Study population The Investigators identified individuals with prevalent type 2 diabetes in the UK Biobank from the baseline assessment (2006-2010) and the 1st repeat assessment (2012-2013), and in China Kadoorie Biobank from the baseline assessment (2004-2008).

UK Biobank: Prevalent type 2 diabetes is determined by the algorithm by Eastwood (PMID: 27631769) or from measured Hba1c ≥48 mmol/mol. The algorithm is based on combining information on self-reported diabetes, insulin use, age of diabetes onset, and ethnicity obtained from a questionnaire in addition to self-reported diabetes, self-reported use of medications (see SAP), and age at diabetes diagnosis obtained from an interview with a trained nurse. Both 'probable' and 'possible' type 2 diabetes from the algorithm are included as type 2 diabetes cases. Type I diabetes is removed from the sample by combining information on insulin use, time from diagnosis to initiation of insulin use, and age of diagnosis. These criteria identify 29,236 individuals with type 2 diabetes.

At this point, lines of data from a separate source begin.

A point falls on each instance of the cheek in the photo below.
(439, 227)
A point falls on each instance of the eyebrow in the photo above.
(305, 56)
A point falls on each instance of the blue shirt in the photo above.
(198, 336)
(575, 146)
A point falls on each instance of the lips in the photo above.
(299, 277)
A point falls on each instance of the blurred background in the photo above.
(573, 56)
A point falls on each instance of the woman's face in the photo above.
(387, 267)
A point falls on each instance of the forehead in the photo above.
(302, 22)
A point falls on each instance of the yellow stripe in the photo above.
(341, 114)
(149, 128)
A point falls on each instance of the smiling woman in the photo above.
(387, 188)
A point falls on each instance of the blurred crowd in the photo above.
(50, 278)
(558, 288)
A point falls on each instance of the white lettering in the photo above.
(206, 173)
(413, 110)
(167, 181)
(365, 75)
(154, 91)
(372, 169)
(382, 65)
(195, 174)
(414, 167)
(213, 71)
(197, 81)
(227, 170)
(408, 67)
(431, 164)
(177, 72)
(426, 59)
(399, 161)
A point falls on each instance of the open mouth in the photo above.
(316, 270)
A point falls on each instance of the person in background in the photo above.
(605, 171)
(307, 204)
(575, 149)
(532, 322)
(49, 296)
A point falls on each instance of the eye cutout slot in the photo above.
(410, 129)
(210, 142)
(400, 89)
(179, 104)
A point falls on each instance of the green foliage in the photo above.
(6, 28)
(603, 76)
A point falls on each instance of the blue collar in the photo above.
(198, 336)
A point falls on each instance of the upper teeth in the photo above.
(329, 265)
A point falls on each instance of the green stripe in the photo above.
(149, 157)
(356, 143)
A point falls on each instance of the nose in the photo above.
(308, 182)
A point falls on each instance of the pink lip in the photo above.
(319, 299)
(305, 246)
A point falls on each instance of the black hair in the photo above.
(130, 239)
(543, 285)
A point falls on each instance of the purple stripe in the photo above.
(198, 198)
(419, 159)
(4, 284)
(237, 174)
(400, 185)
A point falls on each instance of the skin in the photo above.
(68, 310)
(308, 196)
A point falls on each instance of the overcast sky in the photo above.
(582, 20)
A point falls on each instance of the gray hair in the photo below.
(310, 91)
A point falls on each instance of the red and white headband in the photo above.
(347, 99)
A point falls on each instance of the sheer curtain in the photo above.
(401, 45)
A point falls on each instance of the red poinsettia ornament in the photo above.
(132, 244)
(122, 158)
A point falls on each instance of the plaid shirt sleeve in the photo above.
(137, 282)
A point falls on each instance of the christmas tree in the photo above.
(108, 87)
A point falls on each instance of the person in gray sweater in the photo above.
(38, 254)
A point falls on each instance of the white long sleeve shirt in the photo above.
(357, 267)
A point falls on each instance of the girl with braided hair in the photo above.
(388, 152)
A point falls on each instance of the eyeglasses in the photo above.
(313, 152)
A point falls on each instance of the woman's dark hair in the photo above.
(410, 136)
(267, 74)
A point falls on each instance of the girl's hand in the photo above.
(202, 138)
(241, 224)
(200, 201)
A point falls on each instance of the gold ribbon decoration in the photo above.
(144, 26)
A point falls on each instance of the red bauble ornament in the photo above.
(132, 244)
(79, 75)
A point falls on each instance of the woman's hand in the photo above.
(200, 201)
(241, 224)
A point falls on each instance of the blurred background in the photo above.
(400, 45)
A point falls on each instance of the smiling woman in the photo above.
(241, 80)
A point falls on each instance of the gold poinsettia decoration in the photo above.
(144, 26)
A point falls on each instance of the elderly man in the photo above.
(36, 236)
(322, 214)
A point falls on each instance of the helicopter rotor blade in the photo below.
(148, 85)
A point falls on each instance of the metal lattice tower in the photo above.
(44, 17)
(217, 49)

China Kadoorie Biobank: prevalent type 2 diabetes is based on self-reported current diabetes with a diagnosis age above 30 years, a random plasma blood glucose ≥11.1 mmol/L, or fasting plasma blood glucose ≥7.0 mmol/L. These criteria identify 30,300 individuals with type 2 diabetes.

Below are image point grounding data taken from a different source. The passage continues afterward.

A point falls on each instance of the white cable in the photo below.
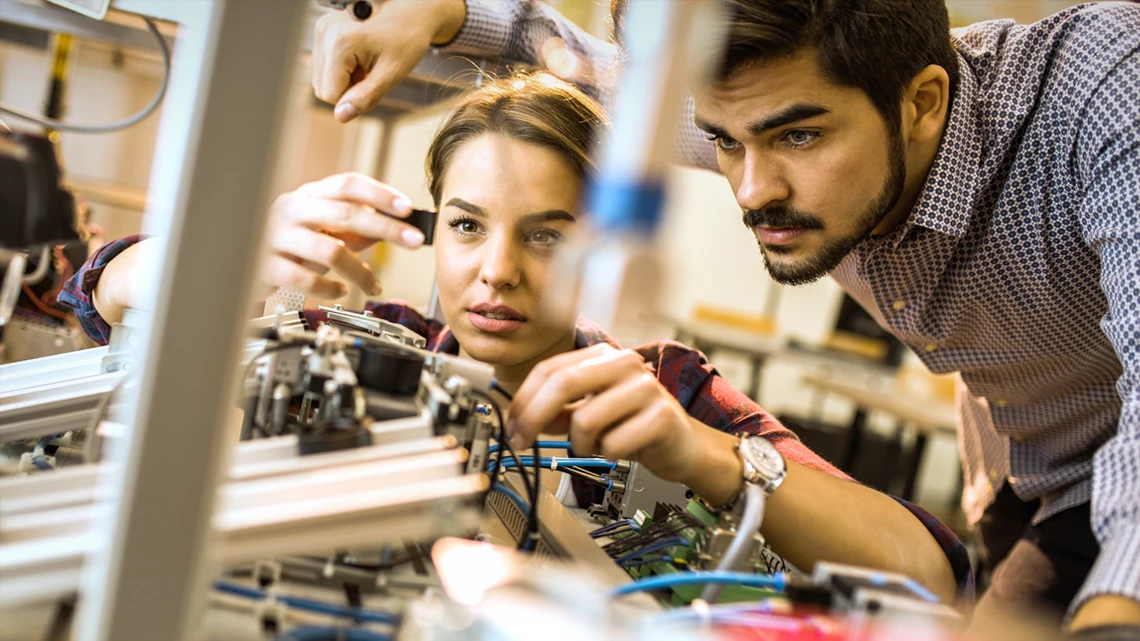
(50, 123)
(738, 550)
(564, 486)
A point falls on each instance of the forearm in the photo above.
(113, 293)
(816, 517)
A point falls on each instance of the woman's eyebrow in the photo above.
(548, 216)
(470, 208)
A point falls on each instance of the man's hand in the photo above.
(610, 404)
(320, 226)
(1107, 609)
(356, 62)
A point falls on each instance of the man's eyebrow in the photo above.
(548, 216)
(787, 115)
(470, 208)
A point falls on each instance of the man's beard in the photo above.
(830, 256)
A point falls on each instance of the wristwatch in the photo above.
(763, 463)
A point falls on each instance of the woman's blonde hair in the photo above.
(537, 108)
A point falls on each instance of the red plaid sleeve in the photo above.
(711, 400)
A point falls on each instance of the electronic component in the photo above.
(360, 9)
(634, 488)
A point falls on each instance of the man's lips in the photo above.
(779, 235)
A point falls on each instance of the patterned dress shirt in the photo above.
(1019, 266)
(684, 372)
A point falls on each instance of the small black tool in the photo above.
(361, 9)
(425, 221)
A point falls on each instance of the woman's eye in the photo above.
(464, 226)
(545, 237)
(800, 138)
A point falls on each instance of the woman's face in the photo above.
(505, 207)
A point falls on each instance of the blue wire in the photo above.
(513, 496)
(774, 582)
(308, 605)
(324, 633)
(546, 462)
(543, 444)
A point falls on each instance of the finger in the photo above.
(333, 57)
(610, 410)
(324, 250)
(363, 96)
(564, 386)
(351, 221)
(539, 374)
(281, 272)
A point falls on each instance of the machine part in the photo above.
(389, 368)
(276, 324)
(878, 594)
(635, 488)
(372, 326)
(480, 375)
(49, 567)
(50, 370)
(718, 538)
(743, 544)
(38, 209)
(10, 286)
(53, 408)
(344, 435)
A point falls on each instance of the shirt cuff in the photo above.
(486, 30)
(78, 290)
(1117, 567)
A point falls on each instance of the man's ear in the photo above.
(926, 105)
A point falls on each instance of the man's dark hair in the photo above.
(877, 46)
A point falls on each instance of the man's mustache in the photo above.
(781, 217)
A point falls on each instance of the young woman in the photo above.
(505, 172)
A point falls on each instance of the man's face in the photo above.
(813, 164)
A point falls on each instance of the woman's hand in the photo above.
(611, 404)
(319, 227)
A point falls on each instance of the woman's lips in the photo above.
(780, 235)
(493, 325)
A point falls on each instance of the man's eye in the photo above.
(724, 143)
(800, 138)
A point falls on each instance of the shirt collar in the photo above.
(947, 196)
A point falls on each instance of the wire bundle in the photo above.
(531, 485)
(675, 529)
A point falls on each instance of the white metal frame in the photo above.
(211, 185)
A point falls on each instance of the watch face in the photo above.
(764, 456)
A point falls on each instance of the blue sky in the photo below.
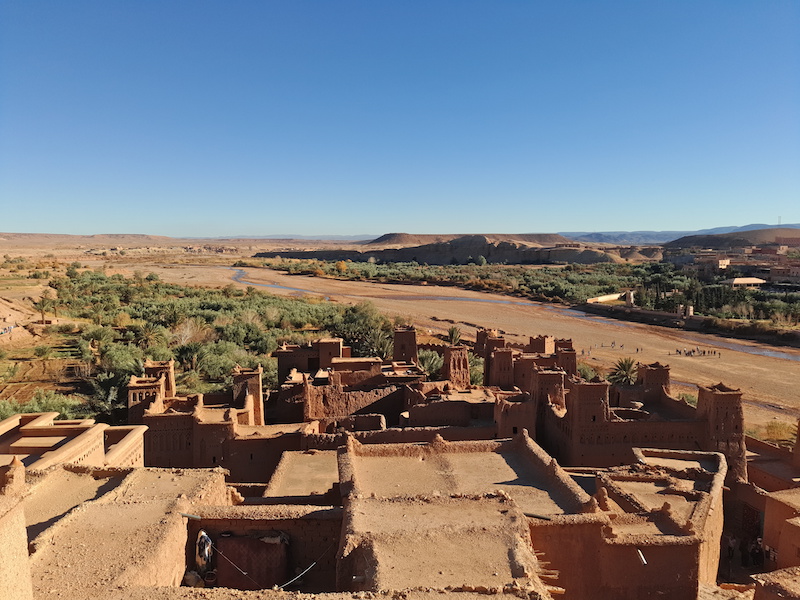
(214, 118)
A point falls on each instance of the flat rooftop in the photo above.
(443, 542)
(308, 473)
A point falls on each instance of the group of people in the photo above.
(697, 351)
(588, 352)
(751, 552)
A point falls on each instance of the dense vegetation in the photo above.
(207, 331)
(657, 286)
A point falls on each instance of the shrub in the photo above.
(68, 407)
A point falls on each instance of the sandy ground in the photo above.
(767, 375)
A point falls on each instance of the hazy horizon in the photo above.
(207, 120)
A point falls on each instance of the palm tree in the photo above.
(454, 336)
(149, 335)
(624, 372)
(430, 362)
(44, 304)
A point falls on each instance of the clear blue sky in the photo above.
(227, 118)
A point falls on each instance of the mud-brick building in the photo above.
(588, 423)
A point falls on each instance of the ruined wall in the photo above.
(567, 359)
(124, 446)
(721, 409)
(407, 435)
(512, 417)
(501, 368)
(440, 414)
(313, 532)
(255, 459)
(368, 422)
(405, 345)
(592, 566)
(789, 547)
(168, 441)
(780, 507)
(162, 564)
(15, 574)
(334, 401)
(455, 366)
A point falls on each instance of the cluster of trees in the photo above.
(658, 286)
(207, 331)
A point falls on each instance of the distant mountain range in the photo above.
(660, 237)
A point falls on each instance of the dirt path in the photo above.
(768, 375)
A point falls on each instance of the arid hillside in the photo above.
(738, 239)
(505, 248)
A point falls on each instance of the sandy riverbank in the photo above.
(769, 383)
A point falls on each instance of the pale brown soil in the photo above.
(769, 384)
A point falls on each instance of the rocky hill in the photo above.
(525, 249)
(738, 239)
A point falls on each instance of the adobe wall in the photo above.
(405, 345)
(721, 409)
(789, 547)
(592, 566)
(15, 574)
(87, 448)
(512, 417)
(440, 413)
(778, 510)
(331, 401)
(314, 534)
(368, 422)
(162, 564)
(501, 368)
(455, 367)
(254, 460)
(168, 441)
(407, 435)
(778, 585)
(602, 444)
(285, 405)
(124, 446)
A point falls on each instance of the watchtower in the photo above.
(455, 367)
(721, 409)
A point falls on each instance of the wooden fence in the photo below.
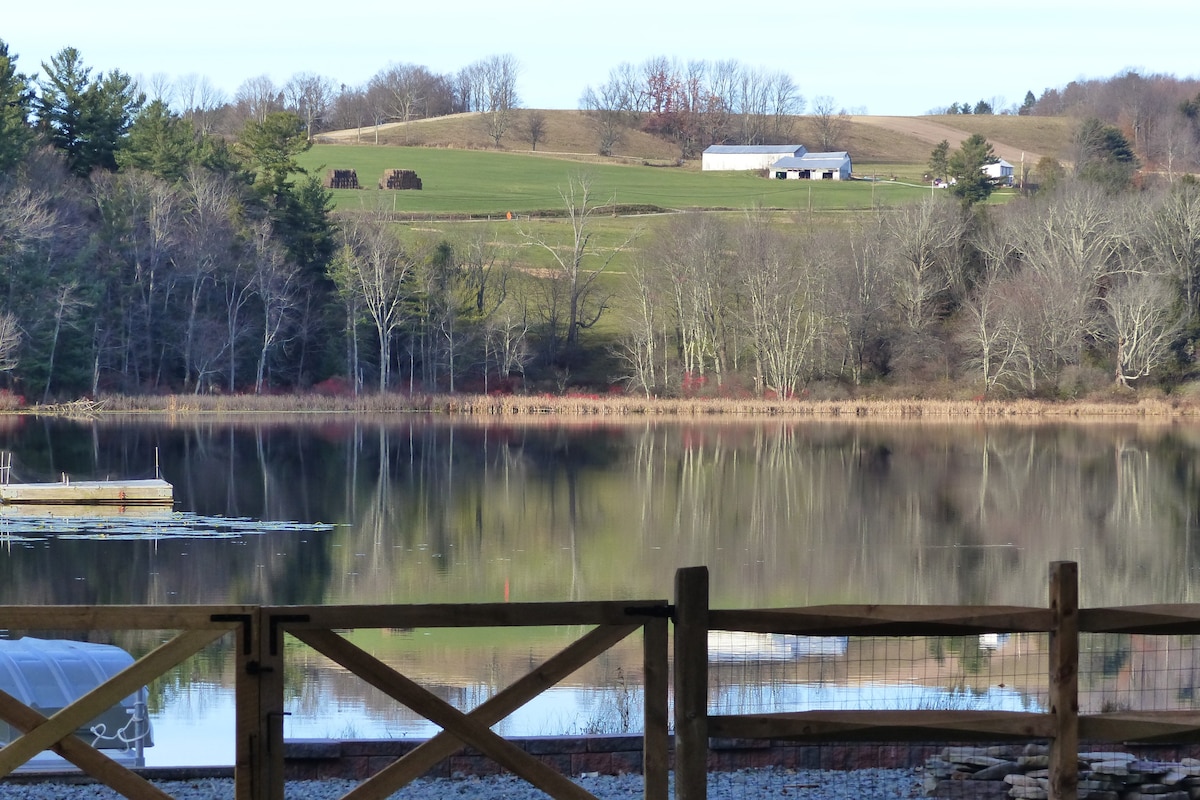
(259, 687)
(1061, 723)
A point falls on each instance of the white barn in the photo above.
(814, 166)
(1001, 172)
(737, 156)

For further detail, please see attached predefined statistical analysis plan (SAP).

Study Timeline

• Study Start: 2006-03
• Primary Completion: 2021-10
• Study Completion: 2021-10-30
• Status Verified: 2022-05
• Study First Submitted: 2022-05-05
• Study First Submitted QC: 2022-05-15
• Last Update Submitted: 2022-05-15
• Study First Posted: 2022-05-18
• Last Update Posted: 2022-05-18

Recruitment & Eligibility

• Status: COMPLETED
• Sex: All
• Target Recruitment: 502682

Inclusion Criteria

• UK Biobank: Prevalent type 2 diabetes is determined by the algorithm by Eastwood (PMID: 27631769) or from measured Hba1c ≥48 mmol/mol.
• China Kadoorie Biobank: Self-reported current diabetes with a diagnosis age above 30 years, a random plasma blood glucose ≥11.1 mmol/L, or fasting plasma blood glucose ≥7.0 mmol/L

Exclusion Criteria

• None

Study & Design

• Study Type: OBSERVATIONAL
• Study Design: Not specified

Arm && Interventions

Group	Intervention	Description
Individuals with type 2 diabetes at the baseline examination	Leisure-time physical activity	UK Biobank: Prevalent type 2 diabetes is determined by the algorithm of Eastwood et al. (6) or from measured Hba1c ≥48 mmol/mol. China Kadoorie Biobank: prevalent type 2 diabetes is based on self-reported current diabetes with a diagnosis age above 30 years, a random plasma blood glucose ≥11.1 mmol/L, or fasting plasma blood glucose ≥7.0 mmol/L.

Primary Outcome Measures

Name	Time	Method
All-cause mortality	Through longest available follow-up, up to 12.4 years (China Kadoorie Biobank)	Mortality status optained from registries. The longest available follow-up from baseline examination will be used. Deaths during the first 3 years will be left-censored.

Secondary Outcome Measures

Name	Time	Method
Major adverse cardiovascular events (MACE)	Through longest available follow-up, up to 14.5 (UK Biobank only)	MACE status optained from registries (I20-I25, I60, I61, I63, or I64 in addition to cardiovascular mortality). The longest available follow-up from baseline examination will be used. Participants with events during the first 3 years will be left-censored.
Cardiovascular mortality	Through longest available follow-up, up to 14.5 (UK Biobank) and 0.4 (China Kadoorie Biobank) years	Cardiovascular mortality status optained from registries (I00 to I-99). The longest available follow-up from baseline examination will be used. Deaths during the first 3 years will be left-censored.